Mon père est un artiste peintre dont la carrière a commencé dans les années 60 en Argentine. Il était dans un groupe de quatre peintres très transgressifs qui étaient un peu les Beatles de la peinture argentine. Ensuite, il a eu une bourse Guggenheim (qui finance artistes et chercheurs sur le continent américain depuis 1925, ndlr) pour aller continuer à faire des tableaux aux États-Unis. Quand je suis né, ils sont partis aux États-Unis et j’ai grandi à New York en pleine période pop art, avec tout ce que ça a de meilleur et de pire.
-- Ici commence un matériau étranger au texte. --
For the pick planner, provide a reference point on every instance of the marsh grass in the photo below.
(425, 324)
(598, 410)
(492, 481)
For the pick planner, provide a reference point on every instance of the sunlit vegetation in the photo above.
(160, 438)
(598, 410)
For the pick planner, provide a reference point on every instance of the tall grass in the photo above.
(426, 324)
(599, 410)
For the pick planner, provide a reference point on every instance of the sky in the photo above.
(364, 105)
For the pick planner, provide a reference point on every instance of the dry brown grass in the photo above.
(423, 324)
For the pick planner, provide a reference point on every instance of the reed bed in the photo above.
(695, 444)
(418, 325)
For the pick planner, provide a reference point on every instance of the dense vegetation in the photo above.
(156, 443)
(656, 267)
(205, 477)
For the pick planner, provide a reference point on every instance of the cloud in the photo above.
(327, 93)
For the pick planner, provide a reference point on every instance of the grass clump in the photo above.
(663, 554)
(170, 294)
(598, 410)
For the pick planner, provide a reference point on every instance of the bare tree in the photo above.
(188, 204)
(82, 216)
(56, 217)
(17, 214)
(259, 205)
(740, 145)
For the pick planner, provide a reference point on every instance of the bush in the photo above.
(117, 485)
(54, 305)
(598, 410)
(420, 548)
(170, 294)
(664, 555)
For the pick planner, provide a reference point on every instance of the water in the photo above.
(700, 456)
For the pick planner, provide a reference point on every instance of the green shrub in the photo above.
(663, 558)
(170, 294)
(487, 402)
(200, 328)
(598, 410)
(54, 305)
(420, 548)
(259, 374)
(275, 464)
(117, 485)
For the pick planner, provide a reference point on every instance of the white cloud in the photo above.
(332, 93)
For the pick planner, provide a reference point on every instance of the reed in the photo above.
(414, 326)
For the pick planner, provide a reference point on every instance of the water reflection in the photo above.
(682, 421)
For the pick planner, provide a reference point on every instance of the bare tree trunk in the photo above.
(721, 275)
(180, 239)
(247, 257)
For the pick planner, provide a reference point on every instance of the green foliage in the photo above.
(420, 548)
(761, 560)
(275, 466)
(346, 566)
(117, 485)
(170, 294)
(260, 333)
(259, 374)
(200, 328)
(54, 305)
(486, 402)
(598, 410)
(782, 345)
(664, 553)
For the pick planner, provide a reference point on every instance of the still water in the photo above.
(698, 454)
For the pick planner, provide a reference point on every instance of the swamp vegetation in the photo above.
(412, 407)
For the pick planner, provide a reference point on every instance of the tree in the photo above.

Quand j’ai eu 5 ans, ils sont repartis à Buenos Aires, où j’ai donc vécu jusqu’à mes 12 ans. Là-bas, ma mère était assistante sociale, elle avait travaillé aussi à NY avec des Portoricains, à leur contact elle était devenue de plus en plus politisée. Quand j’avais 12 ans, il y avait une dictature (à la suite du coup d’État de 1976, la dictature militaire argentine engendrera entre autres 1,5 millions d’exilés) qui a fait que mes deux parents ont dû se casser du pays au quart de tour, et c’est comme ça que je me suis retrouvé en France.

 

Tu as donc été élevé dans un univers très culturel…

Oui, très cultivé et politisé. Par exemple, mon père donnait des cours de peinture quand j’étais en Argentine, il faisait venir des filles nues pour les peindre. Donc j’ai grandi au milieu des filles nues et des peintures, c’était les années 70 quoi.

 

Il y avait très peu de limites ?

Si, il y avait des limites. Mes parents n’étaient pas du tout portés sur la drogue. Jusqu’à la fin, ma mère pensait que la drogue était malsaine et me disait que je pouvais tout à fait avoir une vie de réalisateur sans avoir recours à ces produits-là.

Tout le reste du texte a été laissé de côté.